His widow Anita works as a farm labourer. His elderly mother Chandrakala has spent a lifetime toiling on others’ farms. “The entire village raised collections to support us,” says Anita, “but we also had to sell off whatever little gold we had, and borrowed Rs. 60-65,000 [from neighbours and relatives] for his treatment and other costs.”
“The September-November period was one of the most challenging times for our village,” says Bhalerao, who is highly respected in Chikhali Kanhoba. “We managed to save four, but could not save Dnyaneshwar.”
This challenging period had initially promised to be a good cotton year (July 2017-March 2018), but turned out to be one of the most devastating, with ferocious pest attacks. On Bhalerao’s farm too, an old pest – the pink bollworm – has returned after decades. The worm was last seen in the 1980s. In the 1990s, the use of synthetic pyrethroids, and the arrival of Bt-cotton after 2001, provided resistance to this pest. But now it has become immune to both, the pesticides and Bt. ( More on this in another series .)
A Special Investigation Team (SIT) constituted by the government of Maharashtra in October 2017, to probe the poisoning episode and suggest remedial steps to avert such disasters in the future, has submitted its report. Among other measures, it recommends banning monocrotophos, a popular but hazardous insecticide. (See SIT report: pest attack unprecedented, ferocious )
Bhalerao says the disaster will have huge consequences for the local farm economy. His cotton yield fell by at least 50 per cent this year – from 12-15 quintals on every acre of his 8-acre farm, irrigated by a dug well, to barely 5-6 quintals in 2017-18. On top of it, the quality of the cotton suffered due to the infestation. With low yields, less money flows into the local economy. A restricted money flow means lower wages or lesser work for farm labourers. Unless the government then generates work through MGNREGA-like schemes, this has a bearing on purchases, weddings, spending on infrastructure and other expenses – and an already-modest village economy shrinks further.

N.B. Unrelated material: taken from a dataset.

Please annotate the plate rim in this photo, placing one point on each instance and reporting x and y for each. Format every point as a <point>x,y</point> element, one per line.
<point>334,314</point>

Additionally, Bhalerao says the deaths and hospitalisation will impact the relations between farm owners and farm labourers for years. The spraying of pesticides – a crucial task in the production process – is mostly done by labourers, who are now fearful of spraying. Even as the poisoning disaster was unfolding in Yavatmal, many farmers found it difficult to persuade labourers to do this work. With the spraying on hold, the pests intensified, further affecting yields.
“We will now have to win back the trust and faith of our farm helpers," Bhalerao says. "We will face the financial loss, but what about the loss of life? We were fortunate that we could save four lives, but we could not save Dnyaneshwar…”
Sanjay, also saddened that Dnyaneshwar did not survive, says, “One good thing was that it brought us together as a community in the crisis.” Everyone in the village stood by each other during that difficult hour. The landowners too provided money and moral support to the families of farm labourers. Sanjay is yet to return to work, and Bhalerao hasn’t insisted he restart. But his confidence is shaken, and he’s not sure if he will work on the farm again, let alone spray insecticides again. Or, he vows, “Next year I will take full precautions before I do the spraying.”